Na última terça-feira (19), a Advocacia-Geral da União (AGU) apresentou ao Supremo Tribunal Federal (STF) sua posição sobre a Lei da Dosimetria, considerada inconstitucional. Essa norma permite a redução das penas para réus envolvidos nos eventos golpistas de 8 de janeiro de 2023, incluindo o ex-presidente Jair Bolsonaro.
Argumentos da AGU sobre a Lei da Dosimetria
Em sua manifestação, a AGU defendeu a continuidade da suspensão da aplicação da referida lei, destacando que a sua promulgação pelo Congresso Nacional representa um retrocesso na defesa das instituições.
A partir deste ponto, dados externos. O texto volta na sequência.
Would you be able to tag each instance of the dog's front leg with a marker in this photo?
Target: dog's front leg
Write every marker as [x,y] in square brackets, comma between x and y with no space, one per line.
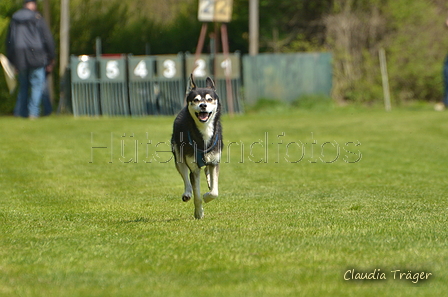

O órgão enfatizou que a resposta aos atentados contra a democracia deve ser firme, dada a gravidade das ações cometidas.
Incompatibilidades com a Constituição
A AGU argumentou que a Lei nº 15.402/2026 apresenta sérias incompatibilidades com a Constituição, uma vez que, enquanto a Constituição busca proteger a democracia, a nova norma parece favorecer aqueles que tentaram subvertê-la. Essa contradição é vista como um perigoso desvio de valores fundamentais.
Desdobramentos Legais
Atualmente, três ações estão em análise no STF questionando a decisão do Congresso de derrubar o veto do presidente Luiz Inácio Lula da Silva sobre a Lei da Dosimetria. Essas ações foram apresentadas por diversas entidades, incluindo a Federação PSOL-Rede e a Associação Brasileira de Imprensa (ABI), e o julgamento está previsto para ocorrer ainda este mês.
A expectativa em torno do julgamento ressalta a relevância da discussão sobre a proteção da democracia e a responsabilidade penal em casos de atentados à ordem constitucional.